Benoît Gallot's "The Secret Life of the Cemetery" is a homage to Père Lachaise: NPR

The Secret Life of the Cemetery It is the famous Paris cemetery of Père Lachaise. This slim scroll by passionate director Benoît Gallot since 2018 is full of eccentric facts, like the 110-acre cemetery is packed with burial sites.

Père Lachaise also woke up in the "Tombstone Tour". About 10,000 tourists seek graves of about 4,500 famous figures in this "Who Is Who" every day.

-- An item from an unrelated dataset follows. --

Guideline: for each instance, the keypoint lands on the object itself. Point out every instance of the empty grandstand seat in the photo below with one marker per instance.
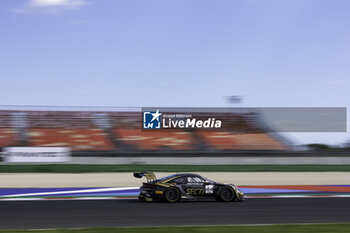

Jim Morrison's, the cemetery of what Gallot calls "a five-star hotel" is Jim Morrison's, the host of the door, where he was buried after he died at the age of 27 in 1971. Other popular graves include singer Edith Piaf, composer Fredéric Chopin, writer Marcel Proust Proust and novelist and dramatist Honorer Honore Balzac. The cemetery of author Oscar Wilde is a big attraction, partly because the funeral statue of cast-cut Sphinx adorns his grave. Gallot wrote that the stone testicles of the Sphinx sparked public protests about a decade after the sculpture's death. There was a rumor that they were deleted by two shocked British women. Gallot denies another myth that they have been used since the continuous protectors were used as paperweights.

Given the large crowds, safety is a constant problem. Morrison's grave became such an inappropriate, "ruthless carnival" pilgrimage site that in 2004, protective fences had to be erected around it. In the latest unpleasant trend, visitors stick gum to nearby trees and now wrap it with protective bamboo.

Gallot reason It is a working cemetery, a place for bereavement.

Of Père-Lachaise's 3,000 new crew members each year, the cemetery's crematorium has been cremated by nearly 2,000. Still in the niche purchased in Columbia, or scattered in the commemorative green of the cemetery. The rest are rare plots of land that are open in family graves or due to expired "concessions", which refers to a term purchased for a specific length of time under the system compiled by Napoleon I in 1804. These concessions replaced ordinary graves, and throughout Paris, in the cemetery, the bodies piled up unparalleled. In one of his better translations, Gallott describes the massively stacked graves as “Macabre Mille-Feuilles.”

The cemetery of the East, as Père Lachaise was originally called the new man of Napoleon when it opened in 1804. It was designed by architect Alex and Re-Théodore Brongniart in the ruins of the Jesuits and the home of Louis XIV's repentant Francois d'Aix de la Chaize. Brongniart strives to preserve the natural landscape of Charonne Hillside, and his naturalist design ushers in a wave of rural cemeteries. Finally known as pèrelachaise, it expanded five times, the most recent in 1850. Its 110 acres of land now accommodates about 1.3 million bodies and 4,000 trees.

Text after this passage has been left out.